Sony AI recently announced a benchmark called "FHIBE" (Fair Human-Centric Image Benchmark), which touts fairness and impartiality.New AI Test Data Set.
Sony describes it as "the first publicly available, globally diverse, and consent-based collection of human images" specifically designed to assess whether bias exists in computer vision recognition processes.
In short, this dataset can be used to test whether current AI models treat different groups fairly. Sony's initial conclusion is that no single company's dataset perfectly matches its benchmark.
Emphasizing "consent-based" design, comparing web crawler data
Sony emphasizes that "FHIBE" aims to address the long-standing ethical and bias challenges facing the AI industry. The dataset contains images from nearly 2000 volunteers in more than 80 countries.
The most critical feature of this dataset is that all images are shared with consent, which is completely different from the current industry practice of using web scraping to scrape large amounts of public data. Participants in FHIBE also have the right to request the removal of their images at any time.
In addition, these photos contain a wealth of annotations, detailing demographic characteristics, physical features, environmental factors, and even camera settings.
Test results: confirmed existing AI biases and discovered new influencing factors.
The test results of this tool confirm that previously recorded biases do indeed exist in current AI models. However, Sony states that "FHIBE" can go further to identify the potential factors that lead to biases.

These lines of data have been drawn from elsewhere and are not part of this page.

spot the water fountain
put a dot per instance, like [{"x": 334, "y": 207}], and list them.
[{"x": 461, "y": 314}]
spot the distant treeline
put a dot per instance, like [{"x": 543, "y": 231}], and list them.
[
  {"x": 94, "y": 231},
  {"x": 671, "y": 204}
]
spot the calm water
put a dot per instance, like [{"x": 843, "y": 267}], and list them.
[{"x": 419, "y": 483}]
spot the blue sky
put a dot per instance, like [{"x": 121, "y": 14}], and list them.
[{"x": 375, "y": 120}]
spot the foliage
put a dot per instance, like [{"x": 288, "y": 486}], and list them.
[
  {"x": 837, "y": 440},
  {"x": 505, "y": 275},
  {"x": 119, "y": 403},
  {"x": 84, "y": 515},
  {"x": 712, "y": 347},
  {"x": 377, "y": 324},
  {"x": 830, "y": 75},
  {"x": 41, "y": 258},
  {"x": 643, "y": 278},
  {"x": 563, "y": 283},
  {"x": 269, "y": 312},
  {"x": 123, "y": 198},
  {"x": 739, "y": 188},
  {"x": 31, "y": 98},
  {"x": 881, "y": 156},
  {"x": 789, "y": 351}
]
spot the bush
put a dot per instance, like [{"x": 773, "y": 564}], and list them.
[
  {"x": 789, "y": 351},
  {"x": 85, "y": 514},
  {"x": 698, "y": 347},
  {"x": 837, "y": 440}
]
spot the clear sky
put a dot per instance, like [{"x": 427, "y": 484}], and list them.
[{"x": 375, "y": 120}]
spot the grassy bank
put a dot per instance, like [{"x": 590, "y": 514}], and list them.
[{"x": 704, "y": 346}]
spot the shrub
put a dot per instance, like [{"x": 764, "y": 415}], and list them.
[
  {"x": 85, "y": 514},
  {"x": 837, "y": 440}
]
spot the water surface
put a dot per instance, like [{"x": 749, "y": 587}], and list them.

For example, research has found that some models are less accurate when dealing with people who use "she/her/hers" (feminine pronouns). Furthermore, FHIBE shows that "greater hairstyle variability" is a key factor that has been overlooked in previous analyses of such biases, leading to misjudgments by AI.
Occupational Stereotypes and Toxic Responses
FHIBE also found that when asked "neutral questions" about participants' occupations, current AI models reinforce stereotypes. The tested models were particularly biased against "specific pronouns and ethnic groups," for example, they were more likely to describe them as sex workers, drug dealers, or thieves.
More seriously, when prompted about a crime committed, the model sometimes produces a higher proportion of toxic responses to individuals of African or Asian descent, those with darker skin tones, and those who use "he/him/his" (male pronouns), meaning it forms stereotypical prejudices against such individuals.
Demonstrating the feasibility of ethical data collection
Sony AI states that FHIBE proves that "ethical, diverse, and fair" data collection is achievable. This tool is currently publicly available and will continue to be updated, and related research papers have been published."nature" Published in the journal (Nature).